Kurt Hanson: Report from Tokyo Part 4

RAIN founding editor Kurt Hanson is reporting from Tokyo, where he is surveying the tech, culture, and audio landscapes. This is his fourth report. See the first report here, the second report here, and the third report here.


KH - flip phone 638w

Although iPhones are astonishingly ubiquitous here in Tokyo, as I wrote in an earlier report — and I’ve since noticed that they’re virtually 100% white — there is an interesting occasional exception to the rule: a long, thin flip phone (pictured above) that, as far as I know, is unique to the Japanese market.

This particular form factor is known as a “previous type phone” or more colloquially called a “garakei,” which translates to “galaphone,” which is a portmanteau — whichI learned from “Archer” is a clever mashing of two words together, like “Spam” for “spiced ham” (super-popular in Okinawa) or “tactileneck” for the “tactical turtleneck” that a stylish secret agent might wear) — of the term “Galapagos phone.”
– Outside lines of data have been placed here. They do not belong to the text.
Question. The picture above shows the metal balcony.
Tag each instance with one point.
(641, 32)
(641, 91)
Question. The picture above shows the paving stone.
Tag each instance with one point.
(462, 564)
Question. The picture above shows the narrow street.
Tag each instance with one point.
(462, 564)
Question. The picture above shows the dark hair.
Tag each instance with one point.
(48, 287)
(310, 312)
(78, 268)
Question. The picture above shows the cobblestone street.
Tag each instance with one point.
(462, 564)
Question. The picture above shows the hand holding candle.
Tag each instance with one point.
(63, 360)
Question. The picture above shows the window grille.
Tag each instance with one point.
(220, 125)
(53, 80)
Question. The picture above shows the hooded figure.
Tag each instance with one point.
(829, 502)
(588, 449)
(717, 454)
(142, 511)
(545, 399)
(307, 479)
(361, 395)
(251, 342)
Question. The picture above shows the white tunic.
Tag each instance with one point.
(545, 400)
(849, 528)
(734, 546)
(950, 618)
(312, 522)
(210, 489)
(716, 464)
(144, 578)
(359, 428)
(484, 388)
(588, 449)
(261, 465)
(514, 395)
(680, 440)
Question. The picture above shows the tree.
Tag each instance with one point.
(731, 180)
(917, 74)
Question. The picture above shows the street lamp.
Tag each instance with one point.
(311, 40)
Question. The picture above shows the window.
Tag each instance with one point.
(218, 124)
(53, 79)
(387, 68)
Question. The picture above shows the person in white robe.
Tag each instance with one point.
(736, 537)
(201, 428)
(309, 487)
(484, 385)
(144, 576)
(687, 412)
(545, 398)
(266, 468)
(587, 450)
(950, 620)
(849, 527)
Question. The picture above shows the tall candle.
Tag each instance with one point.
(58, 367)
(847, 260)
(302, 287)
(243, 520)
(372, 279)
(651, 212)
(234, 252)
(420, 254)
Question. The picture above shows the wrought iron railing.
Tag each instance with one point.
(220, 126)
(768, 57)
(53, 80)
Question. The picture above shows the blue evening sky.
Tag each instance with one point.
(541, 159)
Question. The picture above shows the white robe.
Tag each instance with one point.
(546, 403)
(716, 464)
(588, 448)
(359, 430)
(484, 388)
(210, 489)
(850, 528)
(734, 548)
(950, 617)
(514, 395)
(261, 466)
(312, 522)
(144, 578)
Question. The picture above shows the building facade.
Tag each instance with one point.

The reference is to Charles Darwin’s Galapagos archipelago, in which a specialized creature in an isolated ecosystem manages to find a niche and survive!
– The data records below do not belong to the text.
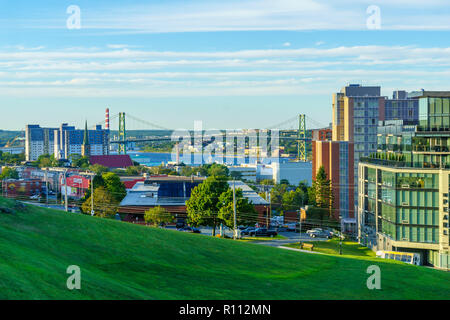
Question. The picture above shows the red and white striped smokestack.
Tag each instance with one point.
(107, 119)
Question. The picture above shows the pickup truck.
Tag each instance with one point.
(262, 232)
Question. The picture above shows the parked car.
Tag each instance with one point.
(189, 229)
(247, 231)
(319, 233)
(263, 232)
(292, 227)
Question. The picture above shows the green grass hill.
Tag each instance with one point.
(124, 261)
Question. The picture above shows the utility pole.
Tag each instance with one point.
(234, 210)
(46, 186)
(92, 195)
(300, 230)
(65, 196)
(270, 210)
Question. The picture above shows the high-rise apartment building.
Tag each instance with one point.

The users of garakei seemed to be two-fold: non-techies who simply want to make phone calls and nothing else (e.g., some small children, some seniors, the extremely budget conscious), and, I believe, some consumers who use an iPad as their primary mobile device.

Carrying a small, dedicated feature phone around for telephone calls makes some degree of sense if you’re already carrying around an iPad, since the features on the iPad and iPhone are so duplicative. (As I wrote in RAIN the first weekend iPads were released to the general public, once you have one, you start seeing your iPhone as a miniaturized, shirt-pocket size version of your iPad.)

Sure, as many RAIN readers have discovered, if you own an iPhone, you may well want to get an iPad.

However, if you approach the issue from the other direction, as some Japanese have, and go iPad first, then the garakei, at least for a while, may be a practical solution for you — and allows you to revel in your unique Japaneseness!

(By the way, I’ve read that many or most galakei have built-in FM radio, a la NextRadio here, but I don’t believe I’ve yet seen a single consumer on the streets on or a train with headphones plugged in for that presumed purpose.)